La situation ne prête malheureusement pas à rire. Car lorsque de jeunes manifestantEs noirs et arabes crient « égalité » et qu’on leur répond « communautarisme », c’est une certaine vision de la société qui s’exprime… A fortiori lorsque Macron en rajoute en déclarant : « La République n’effacera aucune trace ni aucun nom de son histoire. Elle n’oubliera aucune de ses œuvres. Elle ne déboulonnera pas de statues. » La boucle est – quasiment – bouclée : en confondant sciemment mémoire et histoire, Macron, malgré quelques formules creuses supposées témoigner de son « ouverture », renvoie la critique des crimes du colonialisme à une position « anti-républicaine ».
Tel est, au passage, l’un des paradoxes de la position de nombre de pourfendeurs du « communautarisme » : (feindre de) ne pas se rendre compte qu’en renvoyant des personnes revendiquant l’égalité des droits à une supposée « communauté » au nom de laquelle ils et elles se mobiliseraient, voire en les accusant de vouloir se « séparer » du reste de la population, ils se livrent eux-mêmes à un exercice d’auto-affirmation identitaire, exprimant leur adhésion à un ordre raciste au sein duquel chacunE doit rester à la place qui lui est assignée, fût-elle subalterne.
Assumer la radicalité
Aucune forme de déception, bien évidemment, quant aux positions de Macron, car on n’en attendait pas moins d’un gouvernement affaibli et dépendant de ses bonnes relations avec la police, sur-sollicitée pour faire taire la contestation sociale. Celles et ceux qui ont cru voir autre chose que de la fébrilité du côté du pouvoir, pronostiquant des décisions satisfaisant, même partiellement, les aspirations des manifestantEs, en sont pour leurs frais. Macron et les siens ne sont en dernière instance que le personnel politique des classes dominantes et, en aucun cas, ils ne lâcheront les flics, piliers essentiels du maintien de l’ordre capitaliste.
Ce retour aux fondamentaux montre l’ampleur du chemin qui reste à parcourir dans la construction du rapport de forces. Les collectifs contre les violences policières, au premier rang desquels le comité Adama, ont montré leur force d’attraction, leur détermination et leur capacité à garder le cap malgré les pressions et les attaques ordurières, et nous continuerons de leur apporter tout notre soutien. Reste à savoir si l’ensemble de la gauche sociale et politique est prête à se joindre pleinement à la lutte, sans tentation substitutiste et en assumant la nécessaire radicalité du combat face à des flics de plus en plus déchaînés, un pouvoir autoritaire et une extrême droite plus que jamais en embuscade.

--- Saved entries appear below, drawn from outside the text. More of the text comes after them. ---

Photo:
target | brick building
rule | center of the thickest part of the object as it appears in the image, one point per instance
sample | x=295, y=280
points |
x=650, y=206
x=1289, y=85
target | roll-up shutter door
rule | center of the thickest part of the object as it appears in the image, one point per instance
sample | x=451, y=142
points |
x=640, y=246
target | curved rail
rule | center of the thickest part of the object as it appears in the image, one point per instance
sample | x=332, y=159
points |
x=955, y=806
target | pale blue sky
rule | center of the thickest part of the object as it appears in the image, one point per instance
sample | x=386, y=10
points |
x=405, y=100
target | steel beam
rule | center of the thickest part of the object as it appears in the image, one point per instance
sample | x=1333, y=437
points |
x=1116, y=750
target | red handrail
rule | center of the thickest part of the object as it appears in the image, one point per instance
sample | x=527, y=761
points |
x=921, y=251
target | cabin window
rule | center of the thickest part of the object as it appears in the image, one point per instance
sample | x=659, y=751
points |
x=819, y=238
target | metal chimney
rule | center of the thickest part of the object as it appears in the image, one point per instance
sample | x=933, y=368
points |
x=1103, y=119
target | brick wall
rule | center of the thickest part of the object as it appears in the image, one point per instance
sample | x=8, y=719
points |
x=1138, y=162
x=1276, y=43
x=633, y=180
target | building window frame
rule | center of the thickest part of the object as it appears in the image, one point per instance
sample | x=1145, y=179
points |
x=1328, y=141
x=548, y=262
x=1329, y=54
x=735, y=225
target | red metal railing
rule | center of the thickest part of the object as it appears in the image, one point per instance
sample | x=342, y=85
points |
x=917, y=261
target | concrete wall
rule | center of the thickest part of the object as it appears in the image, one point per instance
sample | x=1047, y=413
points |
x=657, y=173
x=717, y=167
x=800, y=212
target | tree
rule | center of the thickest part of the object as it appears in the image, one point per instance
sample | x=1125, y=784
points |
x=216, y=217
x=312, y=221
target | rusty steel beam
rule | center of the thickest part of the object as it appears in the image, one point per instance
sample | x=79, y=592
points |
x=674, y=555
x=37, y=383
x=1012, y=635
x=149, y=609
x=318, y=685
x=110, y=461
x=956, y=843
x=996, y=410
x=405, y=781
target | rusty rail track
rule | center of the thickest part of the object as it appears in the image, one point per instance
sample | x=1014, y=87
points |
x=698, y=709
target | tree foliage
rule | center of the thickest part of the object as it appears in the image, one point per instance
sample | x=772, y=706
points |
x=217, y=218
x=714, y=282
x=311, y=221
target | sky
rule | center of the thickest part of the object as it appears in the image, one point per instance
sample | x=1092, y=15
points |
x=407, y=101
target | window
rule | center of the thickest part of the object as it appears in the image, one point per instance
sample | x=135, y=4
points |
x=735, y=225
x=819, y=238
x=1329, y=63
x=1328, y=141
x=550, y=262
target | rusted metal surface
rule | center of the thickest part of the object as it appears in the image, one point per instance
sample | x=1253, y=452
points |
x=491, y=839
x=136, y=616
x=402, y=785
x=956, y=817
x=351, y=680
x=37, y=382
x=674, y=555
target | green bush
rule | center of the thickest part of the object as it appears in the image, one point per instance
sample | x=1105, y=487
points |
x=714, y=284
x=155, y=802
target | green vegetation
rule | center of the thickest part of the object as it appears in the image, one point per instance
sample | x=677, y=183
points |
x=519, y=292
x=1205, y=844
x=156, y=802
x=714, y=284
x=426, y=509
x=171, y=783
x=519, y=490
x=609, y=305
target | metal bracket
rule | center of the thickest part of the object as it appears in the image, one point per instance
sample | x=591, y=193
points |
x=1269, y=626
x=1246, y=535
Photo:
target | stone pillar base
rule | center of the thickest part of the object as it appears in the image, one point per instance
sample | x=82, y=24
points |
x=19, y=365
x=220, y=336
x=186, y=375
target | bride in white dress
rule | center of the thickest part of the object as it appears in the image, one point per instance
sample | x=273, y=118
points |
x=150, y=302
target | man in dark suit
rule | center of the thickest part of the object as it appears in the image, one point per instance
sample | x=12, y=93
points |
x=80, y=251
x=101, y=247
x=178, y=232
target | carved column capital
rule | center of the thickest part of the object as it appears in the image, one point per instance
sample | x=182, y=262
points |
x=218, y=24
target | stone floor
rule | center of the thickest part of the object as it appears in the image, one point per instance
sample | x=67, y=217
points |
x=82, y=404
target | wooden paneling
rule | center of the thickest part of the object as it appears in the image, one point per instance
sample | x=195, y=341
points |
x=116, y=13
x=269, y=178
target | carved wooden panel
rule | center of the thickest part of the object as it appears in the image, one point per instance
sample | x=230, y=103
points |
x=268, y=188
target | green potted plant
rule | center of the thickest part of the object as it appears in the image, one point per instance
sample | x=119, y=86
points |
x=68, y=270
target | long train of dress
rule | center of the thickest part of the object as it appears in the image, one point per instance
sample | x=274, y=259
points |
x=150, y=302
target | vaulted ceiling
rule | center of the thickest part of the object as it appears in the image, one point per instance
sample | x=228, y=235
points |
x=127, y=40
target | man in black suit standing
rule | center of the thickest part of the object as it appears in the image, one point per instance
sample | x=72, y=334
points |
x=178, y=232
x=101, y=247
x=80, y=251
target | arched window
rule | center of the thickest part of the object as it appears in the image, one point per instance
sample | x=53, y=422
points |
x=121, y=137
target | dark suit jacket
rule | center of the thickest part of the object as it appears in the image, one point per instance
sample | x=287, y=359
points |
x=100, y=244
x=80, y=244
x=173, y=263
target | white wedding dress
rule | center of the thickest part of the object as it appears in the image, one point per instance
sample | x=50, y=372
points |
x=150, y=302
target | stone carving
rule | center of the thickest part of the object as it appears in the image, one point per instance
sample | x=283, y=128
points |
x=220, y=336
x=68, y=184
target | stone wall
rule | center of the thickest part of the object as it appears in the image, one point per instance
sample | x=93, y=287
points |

Un rapport de forces est engagé, qu’il s’agit de continuer à construire en refusant toutes les diversions, qu’elles viennent du pouvoir ou d’une certaine « gauche » qui brille depuis de longues années par son absence dans les luttes contre le racisme et contre les violences policières, quand elle n’a pas été elle-même la cible légitime de ces combats lorsqu’elle était au pouvoir. Un rapport de forces qui a déjà, en outre, commencé à contribuer à modifier le climat politique et social global, donnant une explosivité à la sortie du confinement et jouant le rôle d’encouragement à l’ensemble des mobilisations.